But if it hadn't been for the fact that he GOT an apartment when he did, I would probably have moved out on my own at that time. Living with my parents wasn't bad but not what I wanted.
I don't think you should WAIT for him to be ready to live with you. IF you want to love out, you feel ready and financially able, then GO for it. You might not afford your own place but a room-mate situation which CAN be a good start.
I don't think there are any RULES as to when people who are dating SHOULD or DO move in together. Usually, it comes down to WHETHER it's affordable or not.
If you are a full-time student and not YET have a job or income, how would you even afford moving out?

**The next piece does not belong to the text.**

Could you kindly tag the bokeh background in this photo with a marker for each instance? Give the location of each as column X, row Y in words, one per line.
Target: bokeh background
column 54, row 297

If he has no motivation for even LOOKING for a job, how can HE afford this?
And where is the hurry?
I DO find that where I'm from ( Denmark) it is VERY VERY common that young people move out around age 18-20, on their own, sharing a flat with a friend or with a partner. It's not uncommon. But it's also AFFORDABLE for most. Because we are PAID a sort of stipend while going to college/uni. Not a huge sum, but enough to live on, IF you are frugal :) Rentals are HARD to come by in Denmark, we have wait-lists, so you have to get lucky or buy a place.
Here in the States? More common to see people go from parent's house to college dorm and then AFTER graduation home a little while until they get a job. I have a niece who at 26 is STILL living under her father's roof, but she is also a single mom putting herself though school.
In the UK it seems a LOT of young people live with their parent while saving up for a home. It seems pretty normal. Even people in their LATE 20's - Early 30's do this. And there are a LOT of room-mate - house-share availability.
As for your question, Am I being too irrational or IS HE WRONG?
No, I don't think you are being irrational, but perhaps a tad unrealistic. Neither of you can afford a place on your own. And not even together.
Is he wrong? No, he is however stalling and lazy. While I think he LIKED the idea of living together and building a future... HE ISN'T ready and he has it too good at home.
He needs to do a LOT more maturing and growing up before he is ready for living with a partner.
You are 21, so I have to ask where is the fire? And when it comes to moving out, it's great, but you HAVE to be realistic and actually able to afford it.